# expecting KNPV pup



## Marcel Winter (Mar 29, 2013)

Expecting a pup from this litter by Backhaus later this year.

IVO III Iedema X Tess Backhaus

www.bloedlijnen.nl/?BRN=22967

www.bloedlijnen.nl/?BRN=19256

We all know Berry II Jack Puts line, I like the female pedigree a lot over Django,Duco II Rambo ,Rudo
Als like the cobination Boy Backhaus X An Iedema, cobination goes also back to Rambo
Nico is the brother from the NVBK female Monaco both very powerfull dogs.out of Kelly Iedema
I,m expecting very exlposive dogs out of this litter can,t wait.


----------



## Brian Anderson (Dec 2, 2010)

Marcel Winter said:


> Expecting a pup from this litter by Backhaus later this year.
> 
> IVO III Iedema X Tess Backhaus
> 
> ...


should be some powerhouses out of that.


----------



## Marcel Winter (Mar 29, 2013)

Brian Anderson said:


> should be some powerhouses out of that.




I hope so...:wink:


----------



## Brian Anderson (Dec 2, 2010)

Marcel Winter said:


> Expecting a pup from this litter by Backhaus later this year.
> 
> IVO III Iedema X Tess Backhaus
> 
> ...


"NVBK female Monaco both very powerfull dogs.out of Kelly Iedema"

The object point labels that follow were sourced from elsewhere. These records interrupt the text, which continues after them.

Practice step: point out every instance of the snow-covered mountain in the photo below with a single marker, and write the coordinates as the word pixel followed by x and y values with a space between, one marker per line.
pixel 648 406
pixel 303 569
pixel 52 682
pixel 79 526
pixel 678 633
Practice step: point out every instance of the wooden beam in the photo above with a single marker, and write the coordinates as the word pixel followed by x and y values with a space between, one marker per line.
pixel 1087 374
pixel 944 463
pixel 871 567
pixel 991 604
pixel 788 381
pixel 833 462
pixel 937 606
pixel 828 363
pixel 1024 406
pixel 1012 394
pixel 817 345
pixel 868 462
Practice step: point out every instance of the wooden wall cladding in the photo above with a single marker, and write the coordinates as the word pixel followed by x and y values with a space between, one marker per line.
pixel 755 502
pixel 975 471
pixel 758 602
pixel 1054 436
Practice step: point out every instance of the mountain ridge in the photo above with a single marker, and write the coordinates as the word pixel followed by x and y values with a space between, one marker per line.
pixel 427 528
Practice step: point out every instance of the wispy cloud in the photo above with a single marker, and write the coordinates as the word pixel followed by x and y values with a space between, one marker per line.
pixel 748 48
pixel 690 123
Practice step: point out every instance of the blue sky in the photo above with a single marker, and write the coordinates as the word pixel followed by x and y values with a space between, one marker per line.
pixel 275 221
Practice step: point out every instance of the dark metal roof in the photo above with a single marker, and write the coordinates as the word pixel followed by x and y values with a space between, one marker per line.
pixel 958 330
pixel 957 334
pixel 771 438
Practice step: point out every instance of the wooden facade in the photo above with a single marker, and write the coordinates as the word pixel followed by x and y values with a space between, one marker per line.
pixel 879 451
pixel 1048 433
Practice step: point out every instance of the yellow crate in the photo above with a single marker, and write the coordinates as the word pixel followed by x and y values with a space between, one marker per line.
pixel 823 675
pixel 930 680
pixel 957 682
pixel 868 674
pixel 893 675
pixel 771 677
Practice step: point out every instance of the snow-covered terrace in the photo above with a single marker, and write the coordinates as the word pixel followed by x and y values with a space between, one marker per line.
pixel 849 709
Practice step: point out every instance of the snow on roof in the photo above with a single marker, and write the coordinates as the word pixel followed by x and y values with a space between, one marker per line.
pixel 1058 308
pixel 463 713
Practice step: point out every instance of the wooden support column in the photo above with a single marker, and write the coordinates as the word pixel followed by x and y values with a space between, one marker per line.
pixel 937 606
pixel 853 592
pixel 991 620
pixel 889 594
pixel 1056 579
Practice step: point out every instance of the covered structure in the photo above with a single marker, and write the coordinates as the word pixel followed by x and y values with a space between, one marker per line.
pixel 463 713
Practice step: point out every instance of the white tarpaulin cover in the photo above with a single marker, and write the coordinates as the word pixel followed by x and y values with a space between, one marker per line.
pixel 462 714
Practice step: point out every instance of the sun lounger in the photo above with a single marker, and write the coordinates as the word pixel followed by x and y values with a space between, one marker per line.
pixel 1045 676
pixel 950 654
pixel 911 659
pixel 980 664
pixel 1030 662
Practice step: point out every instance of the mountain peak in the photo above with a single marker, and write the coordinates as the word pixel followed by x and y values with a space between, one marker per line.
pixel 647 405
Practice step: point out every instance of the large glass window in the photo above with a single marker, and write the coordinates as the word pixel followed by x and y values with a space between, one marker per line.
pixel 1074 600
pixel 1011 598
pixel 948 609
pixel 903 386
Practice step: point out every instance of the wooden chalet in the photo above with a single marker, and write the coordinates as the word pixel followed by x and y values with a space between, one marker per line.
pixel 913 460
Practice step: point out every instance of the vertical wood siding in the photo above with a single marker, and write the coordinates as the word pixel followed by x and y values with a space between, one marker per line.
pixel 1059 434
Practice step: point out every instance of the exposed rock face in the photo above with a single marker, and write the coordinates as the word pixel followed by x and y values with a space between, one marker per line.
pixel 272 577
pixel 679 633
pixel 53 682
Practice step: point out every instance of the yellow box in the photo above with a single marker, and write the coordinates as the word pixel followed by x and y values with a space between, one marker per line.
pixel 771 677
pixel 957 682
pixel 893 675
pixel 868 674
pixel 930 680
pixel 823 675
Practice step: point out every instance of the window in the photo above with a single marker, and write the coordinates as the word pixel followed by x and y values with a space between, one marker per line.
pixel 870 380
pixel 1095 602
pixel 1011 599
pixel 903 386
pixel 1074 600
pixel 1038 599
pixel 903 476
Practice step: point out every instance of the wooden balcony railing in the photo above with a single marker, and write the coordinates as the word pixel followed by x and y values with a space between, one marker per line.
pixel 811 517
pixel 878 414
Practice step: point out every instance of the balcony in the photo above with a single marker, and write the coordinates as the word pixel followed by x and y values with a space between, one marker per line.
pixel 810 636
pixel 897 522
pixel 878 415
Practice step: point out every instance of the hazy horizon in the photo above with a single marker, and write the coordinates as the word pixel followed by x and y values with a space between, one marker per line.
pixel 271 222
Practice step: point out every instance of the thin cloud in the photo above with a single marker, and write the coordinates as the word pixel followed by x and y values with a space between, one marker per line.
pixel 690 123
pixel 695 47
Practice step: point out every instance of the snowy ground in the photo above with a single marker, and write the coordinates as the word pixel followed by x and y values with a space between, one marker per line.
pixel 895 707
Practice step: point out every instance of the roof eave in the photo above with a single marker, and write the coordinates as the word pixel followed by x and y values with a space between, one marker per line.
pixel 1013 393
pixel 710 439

should produce very BIG dogs as well! Love the power of that line


----------



## Marcel Winter (Mar 29, 2013)

Brian Anderson said:


> "NVBK female Monaco both very powerfull dogs.out of Kelly Iedema"
> 
> should produce very BIG dogs as well! Love the power of that line


Would be great like the BIG ones and the power too ,thanks Brian.


----------



## Christopher Jones (Feb 17, 2009)

Good luck with the new pup Marcel. Some nice bloodlines there for sure.


----------



## Alice Bezemer (Aug 4, 2010)

sounds like a nice line, any date set yet or still waiting for the female to go into heat?


----------



## Marcel Winter (Mar 29, 2013)

Alice Bezemer said:


> sounds like a nice line, any date set yet or still waiting for the female to go into heat?



End of July , early august expecting.


----------



## Marcel Winter (Mar 29, 2013)

Christopher Jones said:


> Good luck with the new pup Marcel. Some nice bloodlines there for sure.


 Thank you Christopher.


----------